The house is located with its back to the street and half underground. You walk down to an esplanade where there is a well; from there, skirting the house, you enter beneath the pergola that runs the length of the entire south façade. This paved, terraced area becomes a green space under the large oak tree that hides the garden. Beyond that, woodlands.
The building maintains its structure of loadbearing walls that divides the house into three separate, independent spaces. This layout is preserved. The stone walls are stripped, and the necessary passageways are created to connect these spaces. Three large openings are created on the ground floor, on the south façade.
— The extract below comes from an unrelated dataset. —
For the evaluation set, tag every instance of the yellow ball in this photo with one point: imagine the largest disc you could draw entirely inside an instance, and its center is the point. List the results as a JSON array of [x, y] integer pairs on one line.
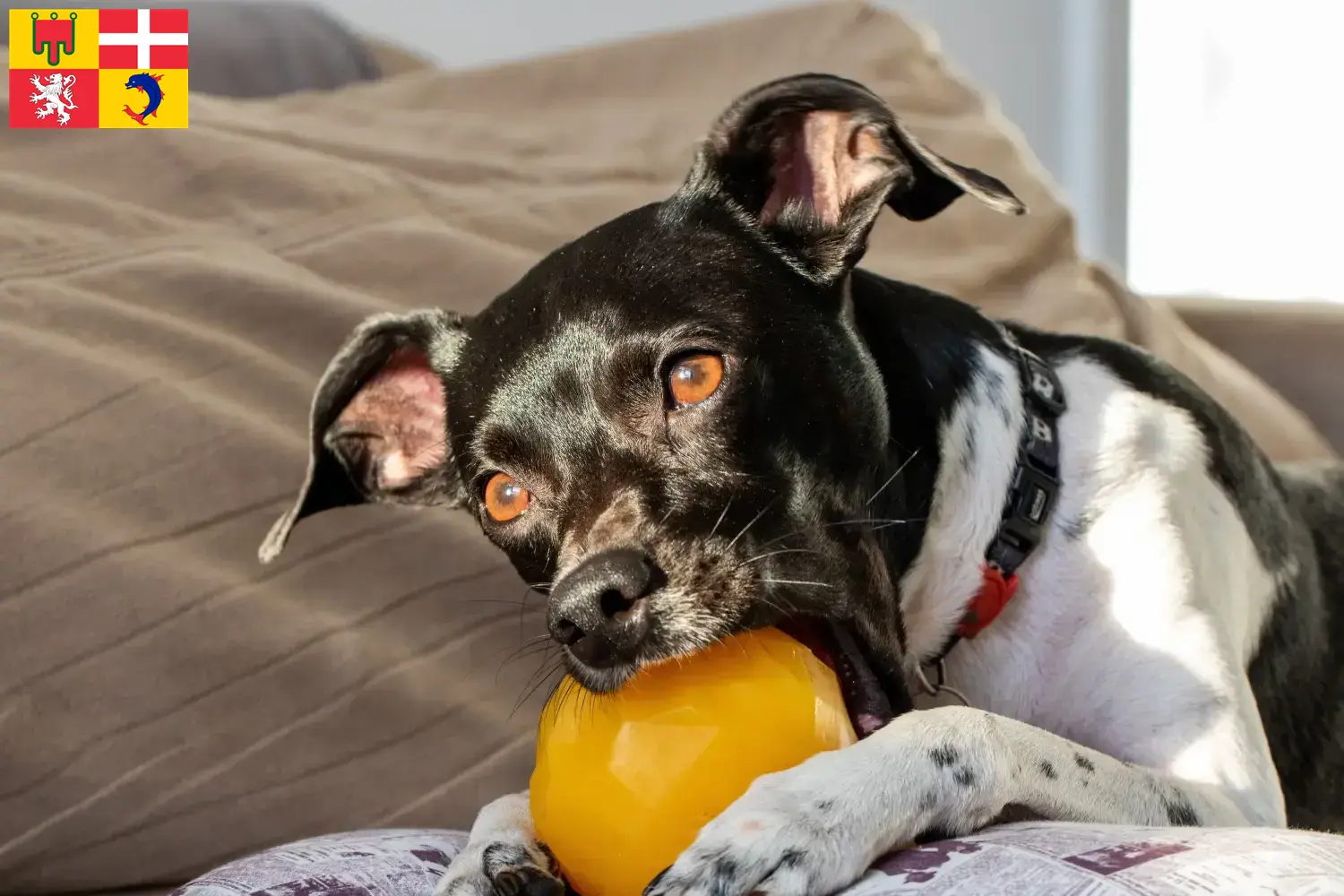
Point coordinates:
[[624, 782]]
This action radically changes how the building operates. The boundaries between the inside and outside are blurred: the room, the balcony window, the shade of the pergola, and the landscape all blend into one.
When the farmhouse was built, that idea didn’t exist. The technology didn’t allow for large panes of glass, or insulation, or efficient heating installations. Now, we’re all looking to bring together interior and exterior. The barbecue and the fireplace are installed on the boundary between the two. That threshold becomes the center of the house. It is the space to meant for weekend lunches and long conversations.
Inside, each room has its own function. The kitchen and dining room at the end adjacent the entrance to the plot; the access with the original staircase and a bathroom at the center of the house; and the living room in the most secluded, quiet section. On the first floor, the existing distribution of bedrooms is maintained. At one end, the master bedroom connects to a gallery created in a previous expansion. On the other side, there are the children’s rooms and a bathroom. In the middle, the grandchildren’s room. The staircase and an open playroom act as a distributor and passageway between walls.
The same stone walls provide the finishes for the entire interior. Local stone walls with a thickness of 50, 60, and 70 centimeters, original ceilings with ceramic beams plastered and painted white, and a single flooring material throughout the intervention.
The stone walls are also the temperature regulators for the house. Their thermal inertia and good orientation keep the house insulated in winter and cool in summer. The north façade, half buried against the ground, is reclad to control infiltrations. The ceiling and roof are insulated and the windows and doors are replaced. The wisteria that will grow across the pergola, the rolling blinds and wooden shutters guarantee good control of sunlight.
The building adapts to its surroundings, as it would have when the farmhouse was first built, optimizing the use of immediate resources. The walls are restored using local stone and coated with lime mortar and paint. Hot water and heating are supplied by a biomass furnace, and a provision is made for solar panels. An old natural well with drinking water is restored under the house. The roof collects all the rainwater, which is channeled into a tank for irrigation of the garden. Waste water is treated and filtered into the ground.
The rest of the ingredients will be children running inside, cookouts under the pergola and conversations after meals, naps under the oak tree and evenings by the fire.